The proposed system surfaced Friday after US Customs and Border Protection quietly published a pre-solicitation notice for what it’s calling a Modular Mobile Surveillance System, or M2S2. The listing includes draft technical documents, data requirements, and design objectives.
DHS did not respond to a request for comment.
If M2S2 performs as described, border patrol agents could park their vehicles, raise a telescoping mast, and within minutes start detecting motion several miles away. The system would rely heavily on so-called computer vision, a kind of “artificial intelligence” that allows machines to interpret visual data frame by frame and detect shapes, heat signatures, and movement patterns. Such algorithms—previously developed for use in war drones—are trained on thousands if not millions of images to distinguish between people, animals, and vehicles.

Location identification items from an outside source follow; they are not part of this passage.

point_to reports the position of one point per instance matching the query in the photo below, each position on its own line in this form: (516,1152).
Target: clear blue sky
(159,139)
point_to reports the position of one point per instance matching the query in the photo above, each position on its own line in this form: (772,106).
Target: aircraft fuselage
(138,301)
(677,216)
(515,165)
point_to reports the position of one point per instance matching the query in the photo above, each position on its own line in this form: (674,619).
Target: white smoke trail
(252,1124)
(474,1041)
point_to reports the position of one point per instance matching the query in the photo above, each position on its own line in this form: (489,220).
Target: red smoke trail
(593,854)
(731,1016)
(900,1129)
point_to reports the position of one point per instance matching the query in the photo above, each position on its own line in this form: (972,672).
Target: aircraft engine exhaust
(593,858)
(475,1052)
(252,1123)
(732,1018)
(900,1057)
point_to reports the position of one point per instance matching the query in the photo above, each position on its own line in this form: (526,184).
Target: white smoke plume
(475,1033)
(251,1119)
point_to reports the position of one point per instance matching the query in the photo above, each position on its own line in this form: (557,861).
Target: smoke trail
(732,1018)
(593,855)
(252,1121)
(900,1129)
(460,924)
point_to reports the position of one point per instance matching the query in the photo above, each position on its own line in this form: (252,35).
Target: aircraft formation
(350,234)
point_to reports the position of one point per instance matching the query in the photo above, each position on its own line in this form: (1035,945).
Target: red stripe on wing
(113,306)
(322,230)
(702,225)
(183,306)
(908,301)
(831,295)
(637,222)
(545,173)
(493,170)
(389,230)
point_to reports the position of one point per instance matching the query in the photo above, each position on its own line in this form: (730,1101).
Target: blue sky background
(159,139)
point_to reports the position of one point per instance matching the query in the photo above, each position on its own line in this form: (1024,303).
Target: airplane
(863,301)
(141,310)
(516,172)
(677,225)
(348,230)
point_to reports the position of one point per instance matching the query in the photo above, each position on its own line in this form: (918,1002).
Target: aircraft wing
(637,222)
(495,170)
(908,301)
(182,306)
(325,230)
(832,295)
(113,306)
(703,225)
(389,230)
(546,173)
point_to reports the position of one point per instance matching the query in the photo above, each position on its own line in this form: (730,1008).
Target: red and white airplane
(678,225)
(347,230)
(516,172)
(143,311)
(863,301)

The development of M2S2 comes amid the Trump administration’s sweeping crackdown on undocumented immigrants across the US. As part of this push, which has sparked widespread protests and condemnation for the brutal tactics used by immigration authorities, Congress boosted DHS’s discretionary budget authority to roughly $65 billion. The GOP’s “One Big Beautiful Bill” allocates over $160 billion for immigration enforcement and border measures—most of it directed to DHS—with the funds scheduled to be distributed over multiple years. The administration has sought to increase DHS funding by roughly 65 percent, proposing the largest expansion in the agency’s history to fund new border enforcement, detention capacity, and immigration surveillance initiatives.
According to documents reviewed by WIRED, locations of objects targeted by the system would be pinpointed on digital maps within 250 feet of their true location (with a stretch goal of around 50 feet) and transmit that data across an app called TAK—a government-built tactical mapping platform developed by the US Defense Department to help troops coordinate movements and avoid friendly fire.
DHS envisions two modes of operation: one with an agent on site and another where the trucks sit mostly unattended. In the latter case, the vehicle’s onboard AI would conduct the surveillance and send remote operators alerts when it detects activity. Missions are to be logged start to finish, with video, maps, and sensor data retained for a minimum of 15 days, locked against deletion “under any circumstances.”